The full BWA package is distributed under GPLv3 as it uses source codes from BWT-SW which is covered by GPL. Sorting, hash table, BWT and IS libraries are distributed under the MIT license.
If you use the BWA-backtrack algorithm, please cite the following paper:
Li H. and Durbin R. (2009) Fast and accurate short read alignment with Burrows-Wheeler transform. Bioinformatics, 25, 1754-1760. [PMID: 19451168]
If you use the BWA-SW algorithm, please cite:
Li H. and Durbin R. (2010) Fast and accurate long-read alignment with Burrows-Wheeler transform. Bioinformatics, 26, 589-595. [PMID: 20080505]

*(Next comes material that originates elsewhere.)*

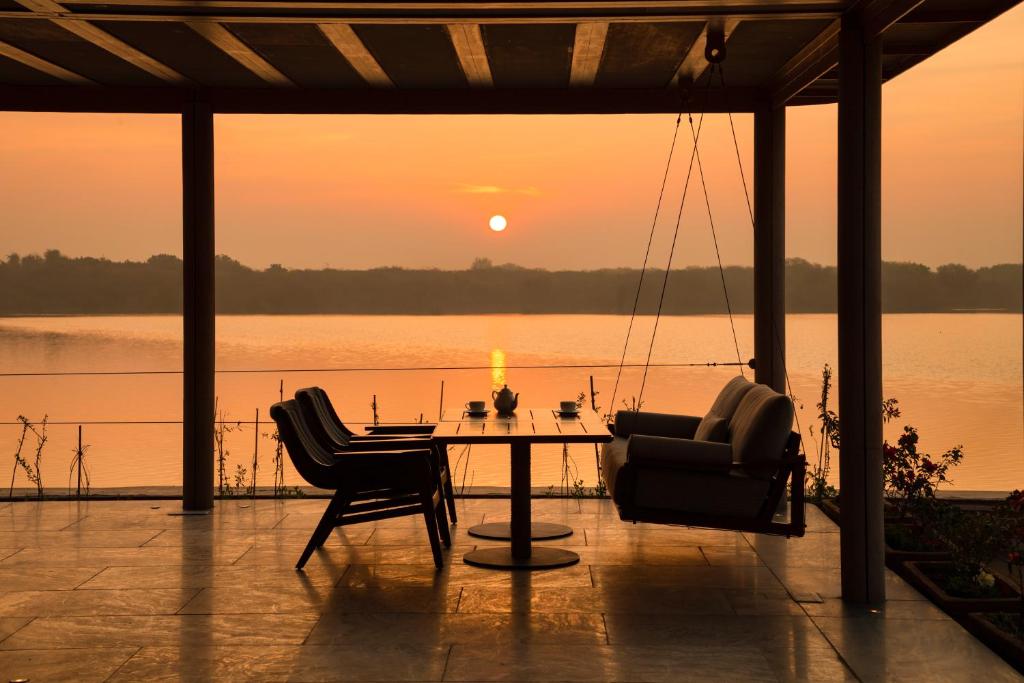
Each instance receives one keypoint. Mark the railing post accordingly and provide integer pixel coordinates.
(198, 306)
(859, 270)
(769, 246)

If you use BWA-MEM or the fastmap component of BWA, please cite:
Li H. (2013) Aligning sequence reads, clone sequences and assembly contigs with BWA-MEM. arXiv:1303.3997v1 [q-bio.GN].
It is likely that the BWA-MEM manuscript will not appear in a peer-reviewed journal.

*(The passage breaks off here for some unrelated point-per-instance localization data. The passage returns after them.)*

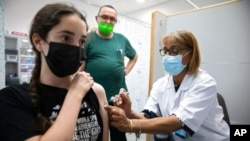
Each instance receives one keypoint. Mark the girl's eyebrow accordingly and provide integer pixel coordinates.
(69, 32)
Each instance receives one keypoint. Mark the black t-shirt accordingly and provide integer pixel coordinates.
(18, 116)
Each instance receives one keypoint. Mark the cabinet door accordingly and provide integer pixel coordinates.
(26, 60)
(11, 60)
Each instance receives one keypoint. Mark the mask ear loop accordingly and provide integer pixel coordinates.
(186, 55)
(83, 55)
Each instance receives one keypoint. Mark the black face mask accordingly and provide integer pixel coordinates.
(64, 59)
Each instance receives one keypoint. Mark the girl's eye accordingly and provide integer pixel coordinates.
(81, 42)
(65, 39)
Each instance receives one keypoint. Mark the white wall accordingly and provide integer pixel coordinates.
(19, 13)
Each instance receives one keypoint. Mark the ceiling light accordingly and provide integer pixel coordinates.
(140, 1)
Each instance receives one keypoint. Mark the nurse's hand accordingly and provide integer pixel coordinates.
(117, 118)
(122, 100)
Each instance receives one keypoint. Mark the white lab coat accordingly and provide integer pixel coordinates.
(195, 104)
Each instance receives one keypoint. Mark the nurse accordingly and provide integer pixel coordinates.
(182, 104)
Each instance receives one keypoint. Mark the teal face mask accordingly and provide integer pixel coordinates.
(105, 28)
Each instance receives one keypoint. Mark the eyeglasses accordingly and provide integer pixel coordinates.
(106, 18)
(173, 51)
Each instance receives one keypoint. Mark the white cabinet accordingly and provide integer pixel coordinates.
(19, 59)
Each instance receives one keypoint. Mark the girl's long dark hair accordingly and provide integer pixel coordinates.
(45, 19)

BWA is largely influenced by BWT-SW. It uses source codes from BWT-SW and mimics its binary file formats; BWA-SW resembles BWT-SW in several ways. The initial idea about BWT-based alignment also came from the group who developed BWT-SW. At the same time, BWA is different enough from BWT-SW. The short-read alignment algorithm bears no similarity to Smith-Waterman algorithm any more. While BWA-SW learns from BWT-SW, it introduces heuristics that can hardly be applied to the original algorithm. In all, BWA does not guarantee to find all local hits as what BWT-SW is designed to do, but it is much faster than BWT-SW on both short and long query sequences.
I started to write the first piece of codes on 24 May 2008 and got the initial stable version on 02 June 2008. During this period, I was acquainted that Professor Tak-Wah Lam, the first author of BWT-SW paper, was collaborating with Beijing Genomics Institute on SOAP2, the successor to SOAP (Short Oligonucleotide Analysis Package). SOAP2 has come out in November 2008. According to the SourceForge download page, the third BWT-based short read aligner, bowtie, was first released in August 2008. At the time of writing this manual, at least three more BWT-based short-read aligners are being implemented.

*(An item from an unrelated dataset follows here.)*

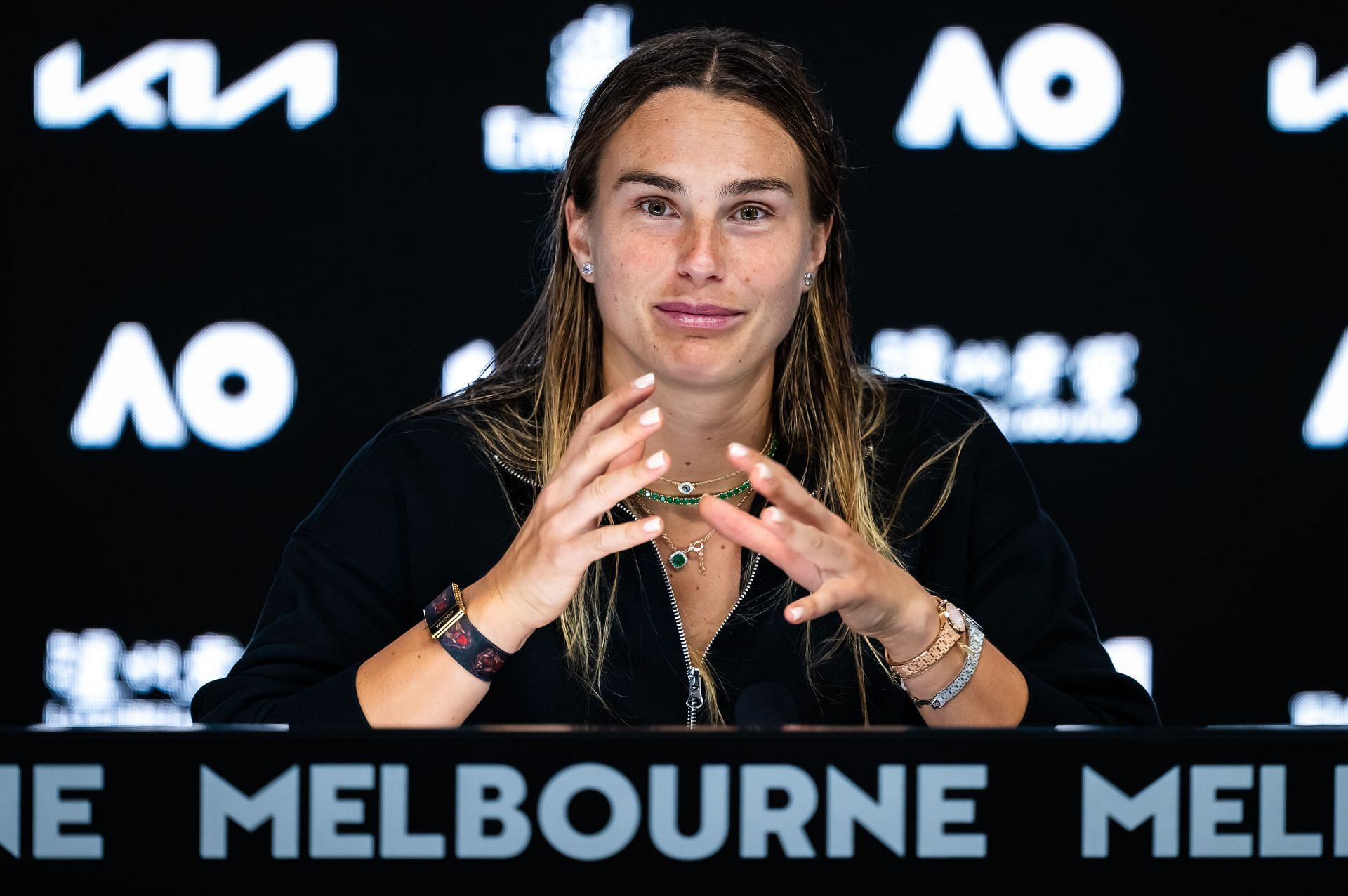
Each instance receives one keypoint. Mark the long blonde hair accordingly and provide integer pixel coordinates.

The BWA-SW algorithm is a new component of BWA. It was conceived in November 2008 and implemented ten months later.
The BWA-MEM algorithm is based on an algorithm finding super-maximal exact matches (SMEMs), which was first published with the fermi assembler paper in 2012. I first implemented the basic SMEM algorithm in the fastmap command for an experiment and then extended the basic algorithm and added the extension part in Feburary 2013 to make BWA-MEM a fully featured mapper.